Ride into the Future

A park ranger on a bicycle leads a line of visitors riding bikes down a path through a forest.
Ride your bike with a ranger at Everglades National Park in Florida. Photo by National Park Service.

Public lands can be more easily explored on wheels, and we’re not talking about cars. E-bikes -- also known as pedal-assist bikes -- make bicycle travel easier and more efficient because they allow bicyclists to travel farther with less effort. This is especially true for those with physical limitations. In October of 2019, Secretary Bernhardt issued an order that directs Interior bureaus to begin the longer term process of obtaining public input on new regulations that will clarify that low-speed e-bikes should enjoy the same access as conventional bicycles, consistent with other federal and state laws. With these new rules, more people will be able to ride the trails and see the sights from behind their handlebars.

Getting Every Kid Outdoors

A large group of kids wave at the camera and stand with Secretary Bernhardt, First Lady Trump and some park rangers with a mountain range in the background.
Secretary Bernhardt and First Lady Trump with kids at Grand Teton National Park in Wyoming. Photo by Tami Heilemann, Interior.

Do you remember your first camping trip? How about your first time in a national park? The connections we make as children influence who we are and what we value for the rest of our lives. By increasing access for kids to public lands, we can help foster the next generation of outdoor advocates and stewards of our country’s natural treasures. The main focus of Every Kid Outdoors is providing fourth graders with free access to explore, learn and recreate in spectacular settings, including national parks, wildlife refuges, marine sanctuaries and forests through a special annual pass. They can then use the pass to visit more than 2,000 federal recreation areas with their families, classmates and friends. 

A Focus on Hunting and Fishing

A young white man fishes in a still pond with a large mountain in the background.
A young man fishing in Colorado. Photo by Bob Wick, Bureau of Land Management.

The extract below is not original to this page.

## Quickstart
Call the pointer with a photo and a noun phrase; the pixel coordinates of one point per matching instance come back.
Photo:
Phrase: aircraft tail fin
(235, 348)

America’s public lands offer unparalleled opportunities for hunting and fishing, allowing families the chance to pass down our nation’s rich outdoor heritage. Conservation giants like Theodore Roosevelt and Aldo Leopold were both avid sportsmen, creating examples for how outdoor recreation can be balanced with protecting habitat and managing wildlife. Just in time for the 2019 hunting season, Secretary Bernhardt expanded the number of sites in the National Wildlife Refuge System where the public may hunt to 381 and the number where fishing is permitted to 316. In addition, the rule change formally opened lands and waters on 15 hatcheries of the National Fish Hatchery System to hunting and sport fishing for the first time. A total expansion of hunting and fishing opportunities on 1.7 million acres in the last three years included significant increases in fishing access to several rivers by the Bureau of Land Management and a variety of agreements protecting migration corridors for big game. Across Interior, rules related to hunting and fishing have been updated to align with state laws, easing confusion and encouraging participation in these traditional activities.

Discovering Hidden Chapters of History

A paint shows a crowd of people watching a woman sing on the steps of the Lincoln Memorial.
A close-up of Mitchell Jamieson's mural depicting Marian Anderson singing at the Lincoln Memorial in 1939. Photo by Interior.

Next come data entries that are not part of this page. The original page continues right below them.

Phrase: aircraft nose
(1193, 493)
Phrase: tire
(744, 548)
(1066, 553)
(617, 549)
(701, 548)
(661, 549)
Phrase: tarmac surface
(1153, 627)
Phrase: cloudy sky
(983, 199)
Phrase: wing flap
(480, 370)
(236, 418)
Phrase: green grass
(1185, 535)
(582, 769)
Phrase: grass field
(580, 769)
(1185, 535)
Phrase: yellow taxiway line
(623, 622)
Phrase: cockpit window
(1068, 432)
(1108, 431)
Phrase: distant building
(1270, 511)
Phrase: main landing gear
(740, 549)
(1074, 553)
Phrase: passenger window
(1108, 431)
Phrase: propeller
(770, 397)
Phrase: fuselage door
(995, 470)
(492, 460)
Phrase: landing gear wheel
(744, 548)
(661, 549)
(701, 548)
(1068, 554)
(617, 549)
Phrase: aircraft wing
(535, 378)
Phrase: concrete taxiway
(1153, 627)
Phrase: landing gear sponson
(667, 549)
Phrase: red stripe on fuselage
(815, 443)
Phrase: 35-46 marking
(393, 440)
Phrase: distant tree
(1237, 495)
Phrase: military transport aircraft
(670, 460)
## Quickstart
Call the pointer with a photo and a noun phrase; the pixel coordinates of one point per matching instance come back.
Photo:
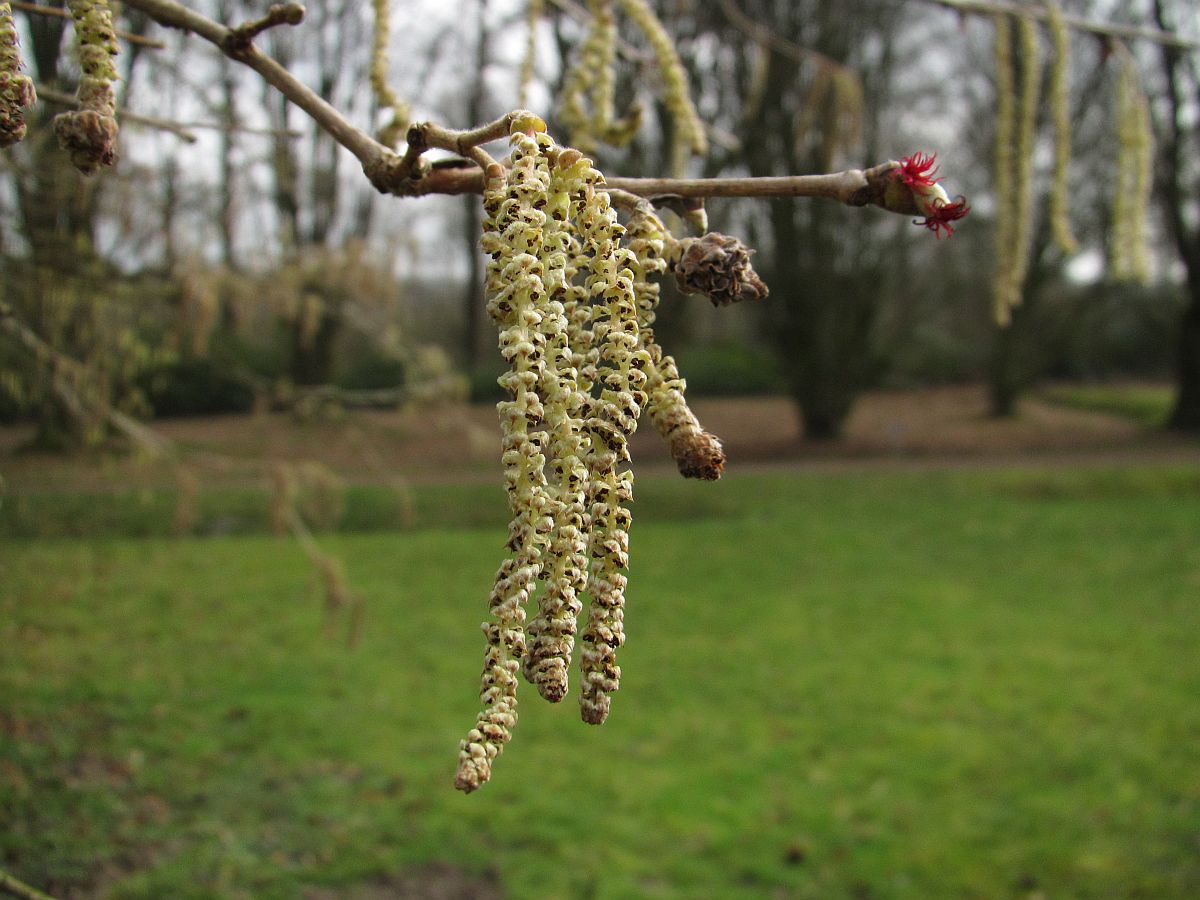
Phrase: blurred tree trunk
(826, 269)
(1179, 136)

Our history is broad and diverse. Sometimes in the telling of our national history, some events and people are overlooked. Interior is committed to telling a more complete story of who we are as a people and how we got where we are. The African American Civil Rights Network Act of 2017 was signed into law by President Donald J. Trump in January 2018, authorizing the National Park Service to commemorate, honor and interpret “the history of the African American Civil Rights movement; the significance of the civil rights movement as a crucial element in the evolution of the Civil Rights Act of 1964; and the relevance of the African American Civil Rights movement in fostering the spirit of social justice and national reconciliation.” Some of the newly designated sites may be familiar, while others shed light on a lesser known figure or event. Interior’s headquarters building in Washington, D.C. is home to a piece of the network. Mitchell Jamieson’s mural "An Incident in Contemporary American Life" captures the incredible moment when African American opera singer Marian Anderson gave a performance at the Lincoln Memorial for an integrated audience in 1939. Places and stories like this encourage a more diverse crowd to visit our nation’s historic places and get inspired by our past. 

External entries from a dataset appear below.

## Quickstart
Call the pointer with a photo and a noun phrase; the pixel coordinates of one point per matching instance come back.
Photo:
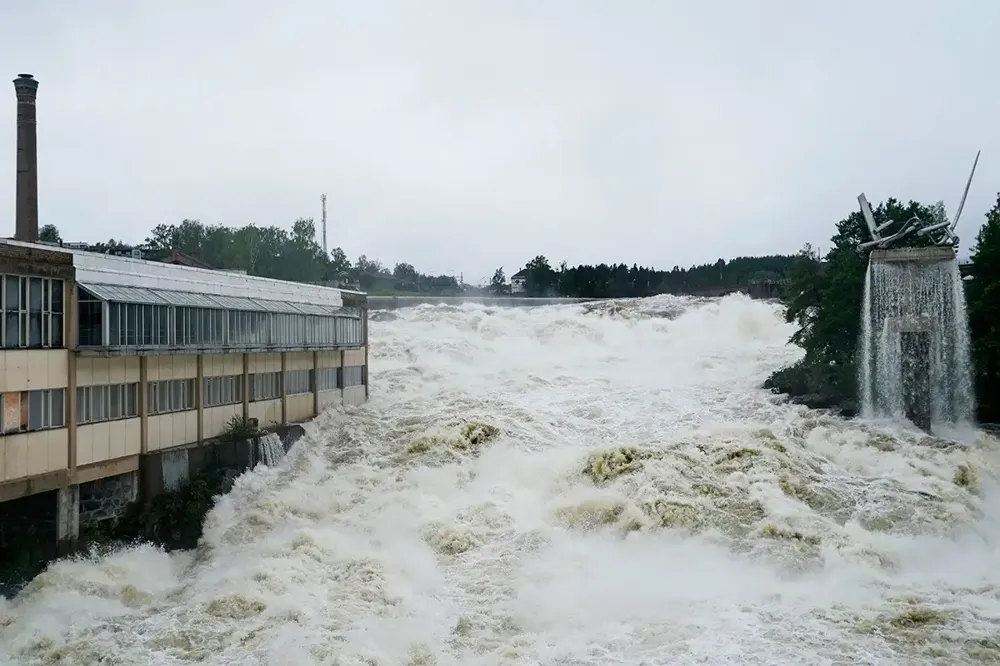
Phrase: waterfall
(915, 343)
(270, 449)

New Lands for New Adventures

A white woman wearing a ball cap and a life preserver sits in a kayak and paddles across clear blue water with palm trees and a red lighthouse behind her on shore.
Kayaking by the Jupiter Inlet Lighthouse in Florida. Photo by Bureau of Land Management.

More parks, monuments, refuges and recreational areas make it easier for ordinary Americans to get outdoors. Green River National Wildlife Refuge in Kentucky was established in November 2019 to help protect and manage wetlands and bottomland forest -- important habitat for a surprising variety of mammals, fish and birds. In October 2018, Camp Nelson National Monument in Kentucky was created so the National Park Service can tell the story of this key emancipation site and refugee camp for African American soldiers and their families during the Civil War. For people looking for their next public lands thrill, Interior approved the creation of the “Palisade Plunge,” a 32-mile single-track trail descending nearly 6,000 feet from the Grand Mesa to Palisade, Colorado. If you’re looking for something more relaxing, the Bureau of Land Management recently took over the Jupiter Inlet Lighthouse, where visitors can explore the historic building and dip their toes in the warm waters of South Florida. We hope to see many public lands lovers enjoying these new sites in the near future.

Why We're the Department of Everything Else

A man with a backpack hikes through a narrow red rock canyon.
Hiking in the San Rafael Reef Wilderness, which was established by the John Dingell Conservation Recreation and Management Act of 2019. Photo by Bob Wick, Bureau of Land Management.

Executing Acts of Congress is a big part of what Interior does. The John D. Dingell Jr. Conservation, Management, and Recreation Act of 2019 was made up of more than 100 individual bills that were introduced by 50 Senators and several House members. Interior advocated for in concept or worked with Members of Congress on many of the individual provisions that made up the package. Some actions expanded recreational and educational  opportunities like allowing the Bureau of Land Management to manage public lands as target shooting ranges, reauthorization of the Historically Black Colleges and Universities Historic Preservation Program and establishment of Fort Sumter and Fort Moultrie National Historical Park.

Grants and Funding for Public Lands Projects

A man with a rifle slung over his shoulder stands on a cliff looking down into a valley with binoculars.
Hunting in Utah. Photo by Bureau of Land Management.

Due to increased revenue and a thriving economy, funding for conservation and recreation projects is going up. To date, the U.S. Fish and Wildlife Service has distributed more than $21 billion in apportionments for state projects generated by the Pittman-Robertson Wildlife Restoration and Dingell-Johnson Sport Fish Restoration acts -- $3.2 billion in the last three years. The funds are derived from excise taxes paid by the hunting, shooting, boating and angling industries on firearms, bows and ammunition and sport fishing tackle, some boat engines and small engine fuel. Also, funding for the Land and Water Conservation Fund was $170 million in 2019. Using zero taxpayer dollars, the fund invests earnings from offshore oil and gas leasing to help strengthen communities, preserve our history and protect our national endowment of lands and waters.

With short term gains and long term focus, Interior continues to fulfill our mission of conserving America’s great outdoors and ensuring that generations can enjoy our natural and cultural treasures.